Integral said:
...If a plane is flying directly at you the red and green side lights should be visible, I did not notice them...
The omni-directional red/green navigation lights on the planes we regularly see from the SFSU observatory are not obvious when the plane is 20 degrees off the horizon and 20-30 km away. The plane's highly-directional landing lights, basically very powerful headlights, are aimed virtually straight at us, and significantly overwhelm the red/green navigation lights, which might not be visible at that distance anyway. Otherwise it would be easy for me to convince the visitors that the "bright star" they see near the horizon is a plane. They never believe me at first. But 90 seconds later, with the plane directly overhead, and the landing lights no longer pointed straight at us, the red/green flashing navigation lights, as well as the anti-collision strobe lights, are obvious, causing everyone to concede that their bright star is indeed an airplane.
This illusion only happens if you're on the airplane's flight path. Otherwise its motion is obvious, and its directional headlights are not aimed straight at you. Is it possible to determine if the place you were walking your dog is on your airport's landing flight path?
Integral said:
...I was thinking it could have been the space station, but, I have seen it, it really clips along, the motion is very obvious...

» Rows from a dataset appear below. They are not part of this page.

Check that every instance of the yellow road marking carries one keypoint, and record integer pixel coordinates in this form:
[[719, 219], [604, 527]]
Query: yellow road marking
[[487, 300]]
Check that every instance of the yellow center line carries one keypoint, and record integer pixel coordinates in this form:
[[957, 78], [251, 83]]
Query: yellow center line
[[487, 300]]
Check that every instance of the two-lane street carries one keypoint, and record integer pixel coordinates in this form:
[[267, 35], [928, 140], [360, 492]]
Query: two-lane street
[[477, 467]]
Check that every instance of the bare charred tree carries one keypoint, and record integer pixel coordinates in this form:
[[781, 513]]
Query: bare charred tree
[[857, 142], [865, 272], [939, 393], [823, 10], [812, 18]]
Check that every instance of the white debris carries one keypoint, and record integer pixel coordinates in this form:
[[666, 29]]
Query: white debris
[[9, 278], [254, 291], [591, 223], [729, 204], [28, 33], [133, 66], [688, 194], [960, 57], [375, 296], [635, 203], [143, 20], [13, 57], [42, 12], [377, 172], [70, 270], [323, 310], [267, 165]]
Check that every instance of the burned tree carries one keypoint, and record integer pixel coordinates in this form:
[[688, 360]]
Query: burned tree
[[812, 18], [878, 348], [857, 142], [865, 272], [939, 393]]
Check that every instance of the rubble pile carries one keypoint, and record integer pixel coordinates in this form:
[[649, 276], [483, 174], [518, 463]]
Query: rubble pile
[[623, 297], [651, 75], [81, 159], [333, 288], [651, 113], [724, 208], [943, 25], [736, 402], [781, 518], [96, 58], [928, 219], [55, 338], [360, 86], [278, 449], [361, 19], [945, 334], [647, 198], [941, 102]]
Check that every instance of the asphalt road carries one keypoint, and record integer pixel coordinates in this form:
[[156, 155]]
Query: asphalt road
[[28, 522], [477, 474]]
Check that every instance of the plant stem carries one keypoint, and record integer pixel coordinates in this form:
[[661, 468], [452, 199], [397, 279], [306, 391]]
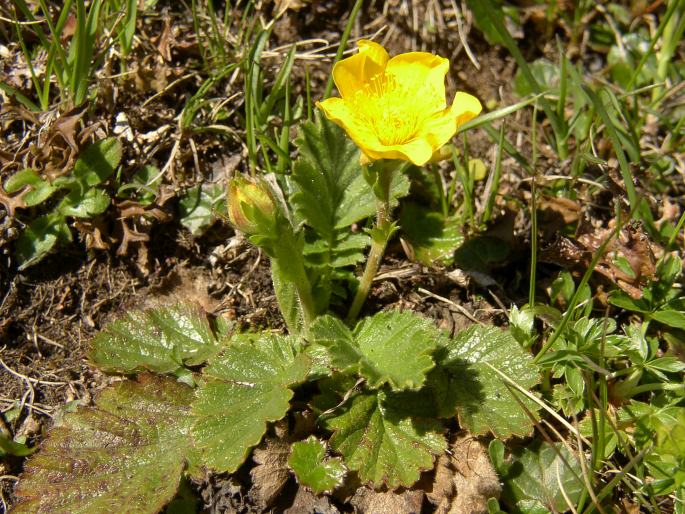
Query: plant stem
[[290, 260], [378, 244], [304, 293]]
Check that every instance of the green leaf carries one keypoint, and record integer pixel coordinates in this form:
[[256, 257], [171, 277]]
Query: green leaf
[[39, 238], [243, 389], [484, 401], [330, 194], [128, 453], [288, 302], [540, 472], [308, 461], [433, 236], [199, 205], [97, 162], [161, 340], [10, 447], [91, 203], [145, 185], [325, 170], [40, 189], [389, 348], [383, 441]]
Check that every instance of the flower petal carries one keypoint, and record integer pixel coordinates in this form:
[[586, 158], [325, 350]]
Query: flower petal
[[418, 151], [439, 128], [338, 111], [352, 73], [423, 76]]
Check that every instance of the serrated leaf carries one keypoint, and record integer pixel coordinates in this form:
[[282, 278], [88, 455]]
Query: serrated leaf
[[39, 238], [384, 443], [245, 387], [330, 193], [326, 168], [389, 348], [308, 461], [484, 400], [433, 236], [286, 296], [40, 189], [10, 447], [671, 318], [84, 205], [538, 473], [198, 206], [127, 453], [161, 340], [98, 161]]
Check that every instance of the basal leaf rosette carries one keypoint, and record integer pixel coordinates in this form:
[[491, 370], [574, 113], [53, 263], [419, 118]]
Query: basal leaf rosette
[[242, 389], [382, 438], [395, 108], [391, 348], [125, 454]]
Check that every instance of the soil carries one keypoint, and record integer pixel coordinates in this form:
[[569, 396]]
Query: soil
[[49, 312]]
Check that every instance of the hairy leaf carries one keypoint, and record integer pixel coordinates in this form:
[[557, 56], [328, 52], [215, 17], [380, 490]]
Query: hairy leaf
[[330, 193], [383, 441], [244, 388], [484, 400], [313, 469], [539, 473], [39, 188], [161, 340], [86, 204], [40, 237], [126, 454], [390, 347], [97, 162]]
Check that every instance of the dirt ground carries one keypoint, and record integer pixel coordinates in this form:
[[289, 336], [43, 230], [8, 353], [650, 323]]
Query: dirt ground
[[49, 312]]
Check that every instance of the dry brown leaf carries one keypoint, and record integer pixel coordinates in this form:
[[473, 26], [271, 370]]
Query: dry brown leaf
[[556, 213], [633, 246], [306, 501], [368, 501], [464, 479], [271, 472]]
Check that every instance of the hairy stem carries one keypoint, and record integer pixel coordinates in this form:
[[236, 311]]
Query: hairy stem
[[378, 244]]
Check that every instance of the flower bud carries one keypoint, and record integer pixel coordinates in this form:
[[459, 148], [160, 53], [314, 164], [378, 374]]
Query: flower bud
[[251, 206]]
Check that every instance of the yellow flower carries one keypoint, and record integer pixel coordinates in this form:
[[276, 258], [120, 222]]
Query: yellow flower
[[395, 108]]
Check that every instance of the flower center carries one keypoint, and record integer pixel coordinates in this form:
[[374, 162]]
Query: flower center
[[390, 109]]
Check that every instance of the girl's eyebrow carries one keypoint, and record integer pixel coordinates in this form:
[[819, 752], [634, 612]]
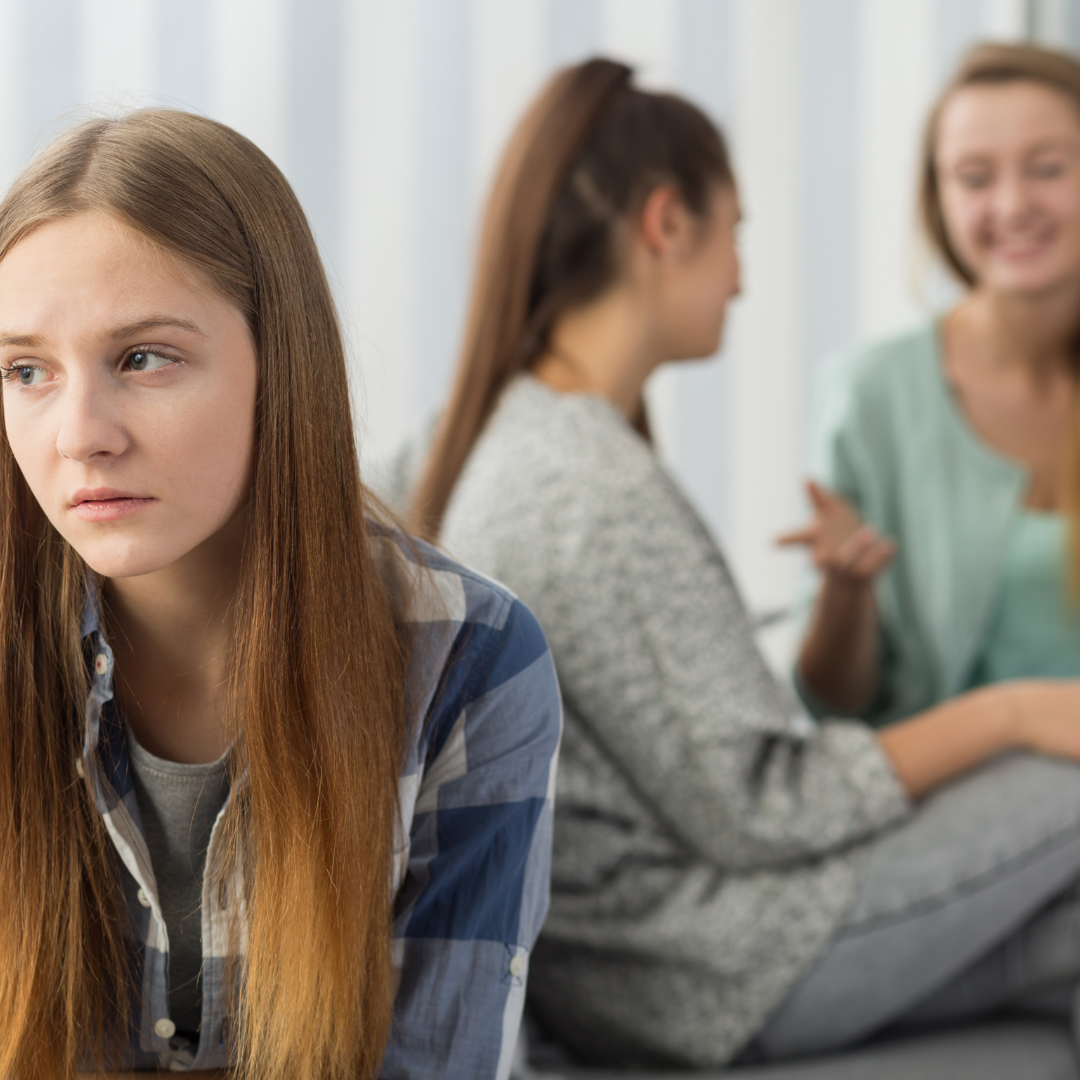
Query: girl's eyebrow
[[118, 334], [154, 322]]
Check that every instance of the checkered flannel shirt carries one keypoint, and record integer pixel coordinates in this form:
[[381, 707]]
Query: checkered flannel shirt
[[471, 871]]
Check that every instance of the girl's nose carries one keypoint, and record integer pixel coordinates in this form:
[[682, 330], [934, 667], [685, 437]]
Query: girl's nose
[[90, 428]]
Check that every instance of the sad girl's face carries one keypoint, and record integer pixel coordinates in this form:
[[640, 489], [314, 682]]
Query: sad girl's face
[[129, 393]]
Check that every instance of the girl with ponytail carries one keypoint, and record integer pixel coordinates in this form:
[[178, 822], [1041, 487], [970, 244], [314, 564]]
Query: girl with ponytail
[[273, 778], [731, 878]]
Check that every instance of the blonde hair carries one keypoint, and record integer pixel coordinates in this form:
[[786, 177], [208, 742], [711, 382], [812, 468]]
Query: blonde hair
[[981, 66], [997, 65], [316, 705]]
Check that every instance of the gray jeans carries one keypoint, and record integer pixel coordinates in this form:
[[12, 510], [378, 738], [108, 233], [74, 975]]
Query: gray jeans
[[970, 906]]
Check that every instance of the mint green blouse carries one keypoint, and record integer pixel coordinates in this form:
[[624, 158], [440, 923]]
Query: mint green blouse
[[890, 436], [1035, 629]]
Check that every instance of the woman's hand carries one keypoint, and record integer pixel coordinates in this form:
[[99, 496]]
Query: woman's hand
[[934, 746], [839, 657], [841, 545]]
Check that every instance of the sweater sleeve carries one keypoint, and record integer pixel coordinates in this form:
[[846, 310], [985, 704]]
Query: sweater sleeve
[[657, 658]]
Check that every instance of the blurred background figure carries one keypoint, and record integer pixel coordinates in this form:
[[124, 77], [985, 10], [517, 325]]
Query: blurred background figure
[[387, 117], [958, 441]]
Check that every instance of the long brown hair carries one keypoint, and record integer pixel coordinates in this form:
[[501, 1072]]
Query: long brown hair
[[581, 160], [994, 64], [316, 700]]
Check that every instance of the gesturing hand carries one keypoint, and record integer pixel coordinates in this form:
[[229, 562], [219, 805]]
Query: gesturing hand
[[841, 545]]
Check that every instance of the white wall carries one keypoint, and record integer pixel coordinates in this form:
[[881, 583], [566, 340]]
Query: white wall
[[388, 117]]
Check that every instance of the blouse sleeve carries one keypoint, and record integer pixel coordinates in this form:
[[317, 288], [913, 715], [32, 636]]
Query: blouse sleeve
[[848, 428], [475, 889]]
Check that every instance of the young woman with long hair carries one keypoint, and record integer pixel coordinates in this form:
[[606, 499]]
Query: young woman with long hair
[[273, 778], [729, 876], [948, 456]]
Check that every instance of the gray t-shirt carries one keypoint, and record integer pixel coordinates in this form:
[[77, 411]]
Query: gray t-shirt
[[178, 805]]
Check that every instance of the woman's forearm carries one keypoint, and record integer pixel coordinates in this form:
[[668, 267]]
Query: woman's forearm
[[943, 742], [839, 657]]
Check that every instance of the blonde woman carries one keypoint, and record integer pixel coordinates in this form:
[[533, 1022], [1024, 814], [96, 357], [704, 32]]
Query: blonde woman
[[273, 778], [947, 457]]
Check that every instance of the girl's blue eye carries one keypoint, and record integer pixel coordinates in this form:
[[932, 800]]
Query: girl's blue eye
[[146, 361]]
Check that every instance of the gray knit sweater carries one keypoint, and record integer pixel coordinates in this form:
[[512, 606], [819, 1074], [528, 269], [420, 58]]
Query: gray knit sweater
[[706, 832]]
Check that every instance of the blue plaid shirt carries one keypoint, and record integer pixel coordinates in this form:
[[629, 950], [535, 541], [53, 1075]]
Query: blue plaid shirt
[[471, 865]]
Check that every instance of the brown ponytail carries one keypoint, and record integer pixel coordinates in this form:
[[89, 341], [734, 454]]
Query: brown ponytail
[[582, 158]]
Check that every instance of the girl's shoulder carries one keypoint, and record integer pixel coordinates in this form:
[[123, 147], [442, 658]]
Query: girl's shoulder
[[463, 630], [873, 374]]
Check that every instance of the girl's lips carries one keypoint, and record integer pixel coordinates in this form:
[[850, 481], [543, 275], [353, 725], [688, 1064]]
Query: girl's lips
[[110, 510]]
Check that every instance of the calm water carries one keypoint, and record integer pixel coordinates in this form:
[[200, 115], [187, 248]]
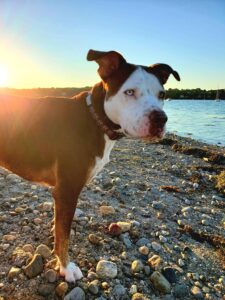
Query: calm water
[[202, 120]]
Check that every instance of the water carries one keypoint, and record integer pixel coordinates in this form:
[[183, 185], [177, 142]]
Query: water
[[203, 120]]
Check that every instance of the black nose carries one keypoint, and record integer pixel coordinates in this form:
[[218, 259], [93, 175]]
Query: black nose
[[158, 117]]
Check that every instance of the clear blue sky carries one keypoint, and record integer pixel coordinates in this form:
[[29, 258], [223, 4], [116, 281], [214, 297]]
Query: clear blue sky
[[44, 43]]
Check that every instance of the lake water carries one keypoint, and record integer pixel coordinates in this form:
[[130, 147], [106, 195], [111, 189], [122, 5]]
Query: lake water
[[203, 120]]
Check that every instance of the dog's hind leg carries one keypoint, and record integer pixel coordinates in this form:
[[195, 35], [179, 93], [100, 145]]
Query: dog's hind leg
[[65, 205]]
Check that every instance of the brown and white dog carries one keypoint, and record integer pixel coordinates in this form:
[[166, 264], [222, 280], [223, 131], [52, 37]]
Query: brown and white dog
[[65, 142]]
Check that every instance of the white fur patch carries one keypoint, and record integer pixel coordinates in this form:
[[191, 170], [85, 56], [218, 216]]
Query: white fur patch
[[71, 272], [132, 112], [101, 162]]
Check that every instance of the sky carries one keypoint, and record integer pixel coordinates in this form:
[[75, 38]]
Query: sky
[[44, 43]]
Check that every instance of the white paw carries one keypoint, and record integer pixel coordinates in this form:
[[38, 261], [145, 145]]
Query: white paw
[[71, 272]]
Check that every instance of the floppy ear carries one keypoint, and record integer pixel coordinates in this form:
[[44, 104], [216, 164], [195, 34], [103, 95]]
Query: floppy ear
[[163, 71], [108, 62]]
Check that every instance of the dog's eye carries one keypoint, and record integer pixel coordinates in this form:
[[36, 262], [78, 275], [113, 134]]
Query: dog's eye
[[129, 92], [161, 95]]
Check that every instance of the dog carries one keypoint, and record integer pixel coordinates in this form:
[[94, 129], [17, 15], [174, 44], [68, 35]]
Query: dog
[[65, 142]]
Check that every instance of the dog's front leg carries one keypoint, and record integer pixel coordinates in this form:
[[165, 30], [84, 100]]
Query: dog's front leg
[[65, 205]]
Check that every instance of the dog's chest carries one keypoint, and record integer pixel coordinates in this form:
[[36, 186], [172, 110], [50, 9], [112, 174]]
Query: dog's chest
[[100, 162]]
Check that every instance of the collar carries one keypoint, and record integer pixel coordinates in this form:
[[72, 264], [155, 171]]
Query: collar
[[110, 132]]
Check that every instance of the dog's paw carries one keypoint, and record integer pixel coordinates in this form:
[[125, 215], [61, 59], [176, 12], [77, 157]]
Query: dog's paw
[[71, 272]]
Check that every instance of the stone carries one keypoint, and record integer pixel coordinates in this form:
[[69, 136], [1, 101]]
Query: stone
[[137, 266], [35, 267], [94, 239], [154, 261], [125, 226], [61, 289], [196, 292], [106, 210], [169, 274], [13, 272], [75, 294], [46, 289], [114, 229], [160, 282], [119, 291], [44, 251], [51, 275], [106, 269], [93, 287], [181, 291]]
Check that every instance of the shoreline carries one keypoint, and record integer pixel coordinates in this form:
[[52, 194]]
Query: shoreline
[[165, 192]]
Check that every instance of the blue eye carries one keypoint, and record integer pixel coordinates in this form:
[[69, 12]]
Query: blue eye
[[129, 92]]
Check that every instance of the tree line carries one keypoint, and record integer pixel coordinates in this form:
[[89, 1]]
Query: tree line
[[69, 92]]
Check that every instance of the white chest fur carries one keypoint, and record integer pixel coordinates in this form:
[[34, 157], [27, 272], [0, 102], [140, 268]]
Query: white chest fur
[[100, 162]]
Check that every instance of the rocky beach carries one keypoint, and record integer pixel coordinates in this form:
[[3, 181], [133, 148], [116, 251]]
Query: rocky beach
[[149, 226]]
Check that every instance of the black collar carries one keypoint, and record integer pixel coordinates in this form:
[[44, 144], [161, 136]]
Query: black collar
[[108, 130]]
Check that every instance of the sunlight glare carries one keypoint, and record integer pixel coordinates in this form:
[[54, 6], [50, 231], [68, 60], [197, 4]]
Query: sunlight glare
[[3, 76]]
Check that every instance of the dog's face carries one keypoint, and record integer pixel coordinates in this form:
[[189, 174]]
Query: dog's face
[[135, 94]]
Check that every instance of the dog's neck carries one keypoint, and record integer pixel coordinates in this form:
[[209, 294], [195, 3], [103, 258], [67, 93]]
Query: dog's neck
[[95, 101]]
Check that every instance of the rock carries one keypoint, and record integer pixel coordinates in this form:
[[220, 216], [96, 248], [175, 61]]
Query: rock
[[51, 275], [93, 287], [142, 242], [137, 266], [114, 229], [143, 250], [44, 251], [160, 282], [125, 226], [76, 294], [46, 289], [119, 291], [139, 296], [169, 274], [35, 267], [94, 239], [61, 289], [106, 269], [181, 291], [156, 246], [196, 292], [106, 210], [13, 272], [154, 261]]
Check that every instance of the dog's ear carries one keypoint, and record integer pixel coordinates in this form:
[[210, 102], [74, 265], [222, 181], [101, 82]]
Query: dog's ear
[[108, 62], [163, 71]]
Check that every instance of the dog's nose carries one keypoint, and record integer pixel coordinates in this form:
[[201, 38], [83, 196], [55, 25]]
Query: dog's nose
[[158, 118]]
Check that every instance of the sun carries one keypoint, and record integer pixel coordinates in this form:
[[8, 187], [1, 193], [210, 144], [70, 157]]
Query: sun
[[3, 76]]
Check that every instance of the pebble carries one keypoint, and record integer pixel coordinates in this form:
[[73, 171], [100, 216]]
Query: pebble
[[181, 291], [46, 289], [61, 289], [75, 294], [13, 272], [106, 210], [125, 226], [156, 246], [106, 269], [94, 239], [93, 287], [119, 291], [196, 292], [160, 282], [169, 274], [143, 250], [154, 261], [35, 267], [51, 275], [44, 251], [137, 266]]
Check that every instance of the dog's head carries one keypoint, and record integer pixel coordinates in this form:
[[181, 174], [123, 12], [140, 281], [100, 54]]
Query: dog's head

Not when it is close to the horizon coming towards you, and you are standing in its orbital plane. Then, like airplanes, most of its velocity with respect to you is radial, causing it to appear virtually stationary until it climbs higher in the sky, where its velocity wrt you is now mostly tangential. The only problem with the ISS or other satellite being your UFO is that they are very dim and barely noticable while near the horizon. That's because they're about 1000 km from you, and visible only from reflected light, rather than from high-power directional headlights. When the satellites climb higher in the sky, their angular velocity increases, their distance closes in on 200-300 km, and their brightness significantly increases, assuming it doesn't enter into Earth's shadow.